William E. Schnabel is an Associate Professor and Director of Water and Environmental Research Center at UAF.  He is environmental engineer researching cold region surface/subsurface water and ecological quality, contaminant fate and transport, and rural water resources and waste management.

Introducing Tuskegee University

Tuskegee University has strengths in the sciences, architecture, business, engineering, and health, and d is recognized as the pioneer in serving minority populations in the US. Tuskegee University offers MS degrees in several areas including Agricultural and Resource Economics, and Environmental Sciences.  It offers a new Ph.D. program in Public Policy and International Affairs (PPIA) with a specialty in comparative rural policy, agriculture and natural resources.  The university is home to the Center for the Integrated Study of Food, Animal and Plant Systems and the Center for Research Excellence in Science and Technology.  It is recognized as a historically minority-serving institution.

Ntam Baharanyi is Professor of Agricultural and Resource Economics at Tuskegee. He is involved in policy research and education for low-income and low-asset communities in the US as well as Senegal.

Thierno Thiam a political scientist who conducts research on the relationships between citizen, state and market in the globalized world.  Professor Thiam is author of Political Leadership and the Quest for Unity and Development in Africa, 2009.

Robert E. Zabawa is Coordinator of Social Science and Rural Development Research, Coordinator of the Agricultural and Natural Resource Economics Program and Research Professor in the George Washington Carver Agricultural Experiment Station.  His experience includes community and small farm needs assessment, evaluation, and program impact assessment of rural community development, rural housing, food stamp program participation, and small farm production and food safety.

The Future

The new Higher Education Challenge grant assures the strong participation and contribution of US universities for the next 3 or 4 years, and builds a strong foundation for the long term. It also provides exciting new venues for future summer institutes in North America.

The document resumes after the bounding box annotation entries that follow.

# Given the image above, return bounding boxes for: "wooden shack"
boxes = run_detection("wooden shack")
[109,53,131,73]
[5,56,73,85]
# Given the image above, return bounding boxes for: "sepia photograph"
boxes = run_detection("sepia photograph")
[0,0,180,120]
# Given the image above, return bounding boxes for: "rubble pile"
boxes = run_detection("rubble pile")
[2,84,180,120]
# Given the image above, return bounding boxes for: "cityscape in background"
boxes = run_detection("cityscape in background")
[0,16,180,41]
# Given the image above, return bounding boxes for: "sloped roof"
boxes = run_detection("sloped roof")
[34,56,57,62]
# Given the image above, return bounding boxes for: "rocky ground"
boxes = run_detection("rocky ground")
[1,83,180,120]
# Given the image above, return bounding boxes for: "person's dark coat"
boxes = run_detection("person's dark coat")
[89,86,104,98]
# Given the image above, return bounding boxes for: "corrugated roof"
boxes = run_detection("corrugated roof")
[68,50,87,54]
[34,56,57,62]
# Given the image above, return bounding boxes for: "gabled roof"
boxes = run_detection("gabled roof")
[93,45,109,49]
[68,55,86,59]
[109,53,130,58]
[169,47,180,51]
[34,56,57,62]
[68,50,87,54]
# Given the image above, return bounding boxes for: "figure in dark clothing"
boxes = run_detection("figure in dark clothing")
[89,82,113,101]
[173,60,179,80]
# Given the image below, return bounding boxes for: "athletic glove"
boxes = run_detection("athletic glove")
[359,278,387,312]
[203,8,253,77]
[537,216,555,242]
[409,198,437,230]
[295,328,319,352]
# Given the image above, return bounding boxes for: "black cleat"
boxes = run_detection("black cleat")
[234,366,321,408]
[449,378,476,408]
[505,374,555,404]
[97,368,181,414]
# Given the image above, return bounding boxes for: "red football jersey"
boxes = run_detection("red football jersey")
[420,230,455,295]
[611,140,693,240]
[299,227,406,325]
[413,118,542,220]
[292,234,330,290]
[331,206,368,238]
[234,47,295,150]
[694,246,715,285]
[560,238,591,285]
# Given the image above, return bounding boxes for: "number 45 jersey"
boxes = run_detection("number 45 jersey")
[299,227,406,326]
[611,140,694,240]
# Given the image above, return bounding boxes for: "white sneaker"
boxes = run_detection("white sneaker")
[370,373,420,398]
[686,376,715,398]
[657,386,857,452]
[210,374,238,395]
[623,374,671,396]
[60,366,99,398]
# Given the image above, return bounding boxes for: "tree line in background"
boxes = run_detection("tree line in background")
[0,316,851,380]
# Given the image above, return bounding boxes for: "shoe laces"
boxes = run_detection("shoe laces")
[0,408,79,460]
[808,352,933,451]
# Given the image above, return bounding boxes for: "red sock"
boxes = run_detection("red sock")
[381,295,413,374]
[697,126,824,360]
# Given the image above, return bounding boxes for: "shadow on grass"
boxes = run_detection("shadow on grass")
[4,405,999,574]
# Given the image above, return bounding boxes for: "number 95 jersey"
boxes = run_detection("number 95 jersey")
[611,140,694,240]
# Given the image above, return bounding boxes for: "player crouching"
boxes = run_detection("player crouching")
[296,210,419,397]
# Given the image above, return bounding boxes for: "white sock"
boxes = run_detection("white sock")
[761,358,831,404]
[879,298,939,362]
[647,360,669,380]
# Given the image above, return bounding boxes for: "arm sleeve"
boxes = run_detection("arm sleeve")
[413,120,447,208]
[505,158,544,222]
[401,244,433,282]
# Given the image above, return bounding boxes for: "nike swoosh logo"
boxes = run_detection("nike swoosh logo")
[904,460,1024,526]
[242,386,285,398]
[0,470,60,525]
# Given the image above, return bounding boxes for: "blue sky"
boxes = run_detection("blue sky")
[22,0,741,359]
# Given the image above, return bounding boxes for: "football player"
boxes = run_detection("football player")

DSC_0069_3TOM JOHNSON is a founding member of the ICRPS consortium. Dr. Johnson is Frank Miller Professor of Agricultural and Applied Economics, Professor in the Harry S Truman School of Public Affairs, and Director of Academic and Analytic Programs at the Rural Policy Research Institute (RUPRI). Professor Johnson co-secured the funding to send University of Missouri students to the previous summer institutes and has taught at all but one of the institutes.